Pour la question sociale, je crains qu’il faille entamer une longue sociopsychanalyse ! (rires) Si on se recentre sur ma sensibilité aux « métiers du lien », qui font partie de cette question sociale, il faudrait partir de mes débuts en tant que reporter. J’étais, et je suis toujours un spécialiste des fermetures d’usines. Dans mon coin [la Picardie, ndlr], on avait l’embarras du choix : lorsque j’ai lancé le journal Fakir, il y a plus de vingt ans, j’ai vu fermer Honeywell, Magneti Marelli, Parisot Sièges de France, Goodyear, etc.
Je suis allé à la rencontre des anciens salariés et me suis rendu compte que les hommes avaient été redirigés vers des emplois de cariste ou camionneur et que les femmes étaient assistantes maternelles ou auxiliaires de vie sociale. Deux éléments étaient notables chez ces femmes : la joie de faire ces métiers, qui avaient plus de sens pour elles que de travailler à la chaîne, et l’angoisse de la précarité, qui les faisait souvent fondre en larmes.

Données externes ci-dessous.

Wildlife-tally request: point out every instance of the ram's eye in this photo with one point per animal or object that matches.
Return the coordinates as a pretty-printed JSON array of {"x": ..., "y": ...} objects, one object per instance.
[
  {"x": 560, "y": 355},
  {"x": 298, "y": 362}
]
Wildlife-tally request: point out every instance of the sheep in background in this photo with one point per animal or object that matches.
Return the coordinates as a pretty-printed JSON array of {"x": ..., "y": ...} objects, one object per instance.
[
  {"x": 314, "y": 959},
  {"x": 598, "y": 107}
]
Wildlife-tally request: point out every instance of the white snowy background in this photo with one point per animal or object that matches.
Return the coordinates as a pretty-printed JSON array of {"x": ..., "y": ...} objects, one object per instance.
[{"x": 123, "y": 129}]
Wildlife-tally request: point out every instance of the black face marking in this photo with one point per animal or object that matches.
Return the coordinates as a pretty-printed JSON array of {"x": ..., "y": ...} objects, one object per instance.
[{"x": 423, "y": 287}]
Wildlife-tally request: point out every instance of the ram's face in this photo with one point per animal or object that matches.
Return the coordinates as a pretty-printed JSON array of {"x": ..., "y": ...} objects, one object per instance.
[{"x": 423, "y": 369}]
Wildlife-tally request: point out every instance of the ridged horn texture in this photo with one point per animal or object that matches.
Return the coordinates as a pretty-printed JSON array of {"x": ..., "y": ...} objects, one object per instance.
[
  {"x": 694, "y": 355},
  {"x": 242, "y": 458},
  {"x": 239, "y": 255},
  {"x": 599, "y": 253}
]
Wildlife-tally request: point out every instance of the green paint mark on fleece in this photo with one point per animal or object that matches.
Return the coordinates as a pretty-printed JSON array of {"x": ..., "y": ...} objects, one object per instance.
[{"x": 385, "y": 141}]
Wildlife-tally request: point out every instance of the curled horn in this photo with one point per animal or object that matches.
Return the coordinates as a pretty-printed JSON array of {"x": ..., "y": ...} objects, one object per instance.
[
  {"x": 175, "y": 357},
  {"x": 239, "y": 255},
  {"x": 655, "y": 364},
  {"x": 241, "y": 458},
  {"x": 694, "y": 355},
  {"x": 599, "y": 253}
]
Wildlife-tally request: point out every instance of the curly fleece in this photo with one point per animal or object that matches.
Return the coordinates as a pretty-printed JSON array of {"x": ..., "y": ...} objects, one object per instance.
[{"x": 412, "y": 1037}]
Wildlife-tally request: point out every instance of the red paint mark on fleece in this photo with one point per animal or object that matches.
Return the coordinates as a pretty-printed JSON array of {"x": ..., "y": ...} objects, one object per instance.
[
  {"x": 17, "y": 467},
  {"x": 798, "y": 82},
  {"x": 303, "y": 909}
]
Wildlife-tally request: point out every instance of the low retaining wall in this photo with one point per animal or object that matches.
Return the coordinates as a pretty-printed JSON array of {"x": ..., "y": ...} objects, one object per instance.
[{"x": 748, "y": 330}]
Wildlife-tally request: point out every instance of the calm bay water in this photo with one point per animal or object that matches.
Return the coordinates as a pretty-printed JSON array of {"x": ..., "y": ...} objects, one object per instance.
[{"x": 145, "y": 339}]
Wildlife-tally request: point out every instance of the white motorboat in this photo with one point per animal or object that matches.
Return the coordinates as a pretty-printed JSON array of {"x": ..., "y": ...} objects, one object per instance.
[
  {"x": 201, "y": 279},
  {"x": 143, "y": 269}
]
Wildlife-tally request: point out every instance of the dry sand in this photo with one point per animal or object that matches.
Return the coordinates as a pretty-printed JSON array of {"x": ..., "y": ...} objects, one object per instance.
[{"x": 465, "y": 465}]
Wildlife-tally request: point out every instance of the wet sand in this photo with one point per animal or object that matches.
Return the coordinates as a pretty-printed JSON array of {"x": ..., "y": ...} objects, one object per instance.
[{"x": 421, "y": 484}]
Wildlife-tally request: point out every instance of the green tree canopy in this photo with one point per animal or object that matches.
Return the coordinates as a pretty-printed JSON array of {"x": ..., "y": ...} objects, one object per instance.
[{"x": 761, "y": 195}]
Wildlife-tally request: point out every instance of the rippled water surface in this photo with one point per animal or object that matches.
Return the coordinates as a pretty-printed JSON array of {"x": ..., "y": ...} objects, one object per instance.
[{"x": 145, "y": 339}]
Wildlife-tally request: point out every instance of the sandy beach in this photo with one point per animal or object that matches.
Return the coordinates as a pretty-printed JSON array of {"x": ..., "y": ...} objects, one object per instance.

Comment faire pour remplir le frigo avec 600 euros par mois ? J’en ai accompagné une du matin au soir, puis je me suis engagé auprès d’elles dans la Somme, en les aidant à monter des actions pour faire valoir leurs droits.
Vous auriez pu investir par le biais du journalisme les sujets sociaux qui vous tiennent à cœur, or vous êtes passé par le cinéma documentaire ; pourquoi ?
Dans la vie, je ne veux pas m’ennuyer. Le cinéma me semblait être un outil intéressant puisqu’aujourd’hui l’image est très populaire, davantage que l’écrit. Ce que j’aime profondément, c’est raconter des histoires. J’ai vu énormément de films de fiction, j’ai lu beaucoup de romans… et d’ailleurs j’aurais rêvé de devenir romancier mais je n’y arrive pas ! (rires) J’essaie donc de raconter des histoires autrement.
Vous avez déclaré ne lancer aucune action avant « d’avoir trouvé un méchant. » Y a-t-il d’autres éléments apparentés à la fiction qui sont indispensables pour un film réussi ?
J’ai fait une fac de lettres qui m’a entre autres permis d’étudier le théâtre. La tradition française sépare la tragédie d’un côté, avec Racine, et la comédie de l’autre, avec Molière. Or, chez les Anglais, Shakespeare faisait les deux à la fois. C’est un peu ce que je recherche : passer du rire aux larmes, sans prévenir, ce qui induit de faire reposer mes films sur l’émotion avant tout. C’est très important car dans le mot « émotion », il y a « motion », qui signifie « mouvement ». Je n’ai pas du tout envie que mes films prennent la forme d’un raisonnement, et je m’applique d’ailleurs à ce qu’on n’y voit pas d’intellectuels, de sociologues, d’historiens, etc. Il faut que le récit se suffise à lui-même et qu’on accède à quelque chose de plus global par son biais.
Investir le politique par l’intime, c’est une certaine définition du cinéma !
C’est évident qu’on ne fait pas de grands films politiques en filmant des piquets de grève. Il faut partir de la chambre à coucher. Vous voyez, hier matin, une femme de ménage était au téléphone dans le couloir de l’Assemblée. Elle était soucieuse. Elle m’a raconté que la maîtresse de sa fille l’avait appelée car elle était venue à l’école sans son cartable. Forcément : la mère est partie à quatre heures du matin de chez elle, ce qui signifie que la petite, tous les matins, se lève, s’habille, prépare son petit-déjeuner, se lave puis part à l’école seule. Et ce depuis qu’elle a 6 ou 7 ans. C’est de l’intime, et ça dit quelque chose de très fort.
C’est aussi cette idée que l’émotion est un puissant vecteur d’engagement politique…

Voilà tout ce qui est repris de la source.